Other losers were Infosys, GAIL, Cipla, Wipro, HUL, NTPC and TCS.
Most global stocks, including those in Asia and Europe, were closed today for the New year.
In contrast, investors indulged widening their portfolios in the second-line stocks, with small-cap and mid-cap indices outperforming the Sensex with gains of 1.20 per cent and 0.83 per cent, respectively.
Bajaj Auto fell 1 per cent after company reported a 22 per cent decline in total sales in December while Hero MotoCorp fell 0.53 per cent.

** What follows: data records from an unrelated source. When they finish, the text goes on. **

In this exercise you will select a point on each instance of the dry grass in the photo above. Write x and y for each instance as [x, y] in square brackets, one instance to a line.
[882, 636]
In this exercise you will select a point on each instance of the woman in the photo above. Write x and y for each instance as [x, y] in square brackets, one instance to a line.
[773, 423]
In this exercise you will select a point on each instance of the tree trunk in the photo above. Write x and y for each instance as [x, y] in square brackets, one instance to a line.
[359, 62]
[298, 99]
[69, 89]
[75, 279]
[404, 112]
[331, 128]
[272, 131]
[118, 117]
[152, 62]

On the other hand, largest car-maker Maruti Suzuki gained 2.69 per cent even as it reported 1 per cent decline in total sales in December 2016.

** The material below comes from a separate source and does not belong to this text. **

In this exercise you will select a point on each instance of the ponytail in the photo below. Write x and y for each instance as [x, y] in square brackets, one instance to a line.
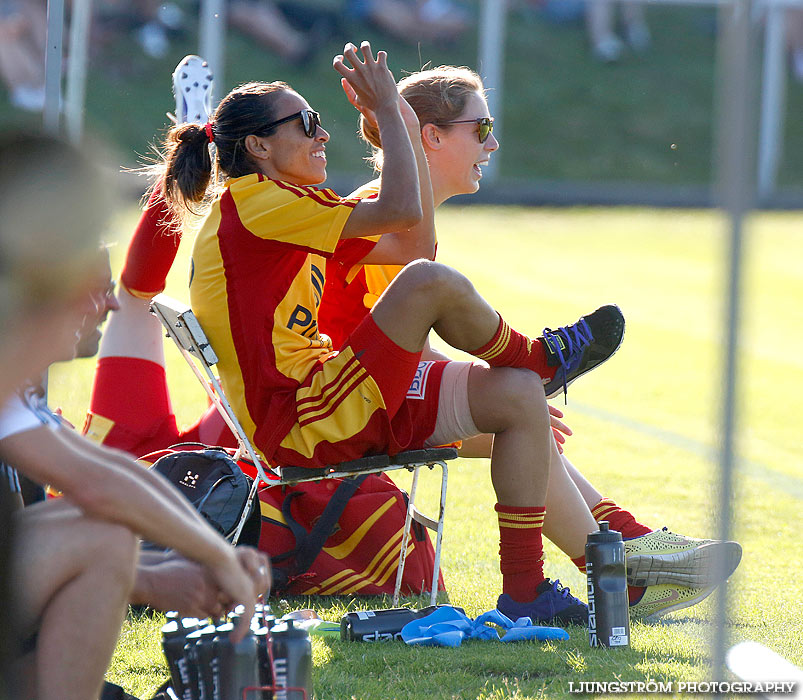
[188, 166]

M&M rose 3.42 per cent after the company reported 9 per cent increase in total tractor sales at 14,047 units in December while Tata Motors climbed 3.37 per cent.
Shares of Unitech, DLF Ltd, HDIL, Oberoi Realty, Sobha Ltd, Godrej Properties, Indiabulls Real Estate and Omaxe Ltd gained up to 6.65 per cent.

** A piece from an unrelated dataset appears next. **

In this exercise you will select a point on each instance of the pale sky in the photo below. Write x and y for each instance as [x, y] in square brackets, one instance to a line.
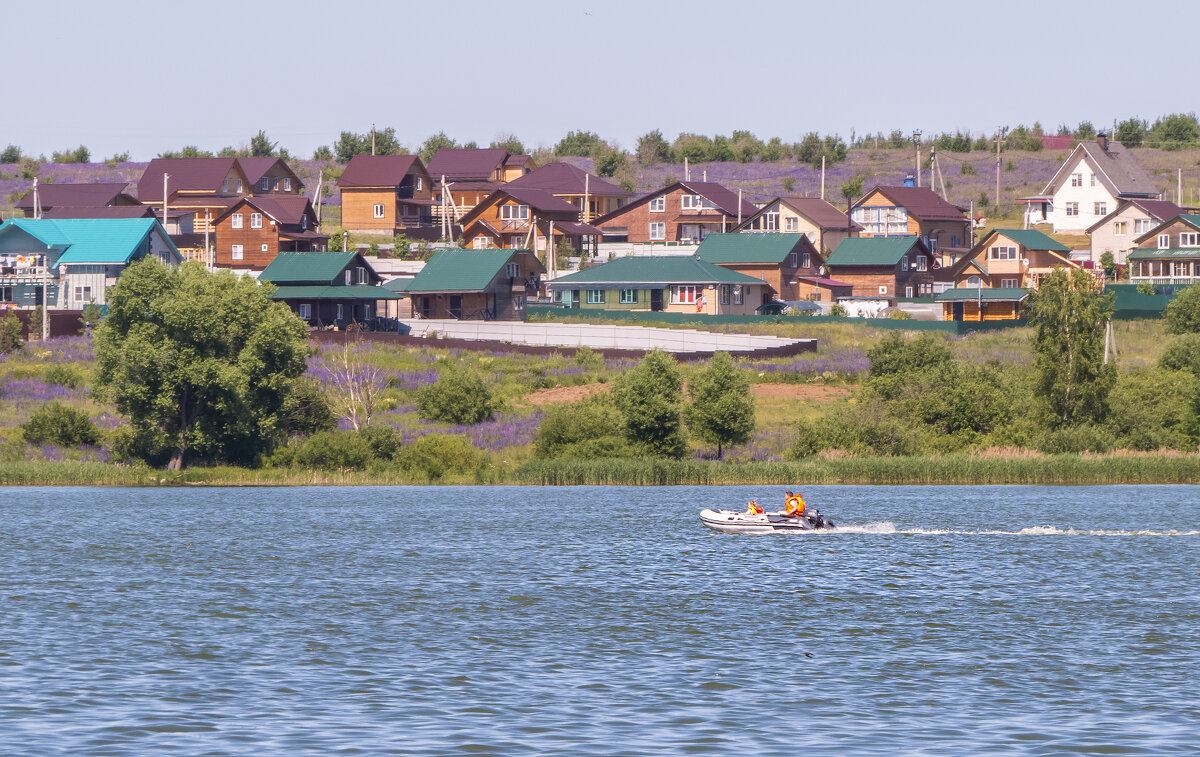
[148, 77]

Meanwhile, foreign funds sold shares worth Rs 585.64 crore while domestic institutional investors (DIIs) bought shares worth a net Rs 824.84 crore on the last trading session of 2016 on Friday, as per provisional data.
Sectorally, the BSE banking sector index suffered the most by falling 1.18 per cent, followed by IT (0.33 per cent) and technology (0.15 per cent), while realty rose (4.32 per cent) and auto was up (1.95 per cent).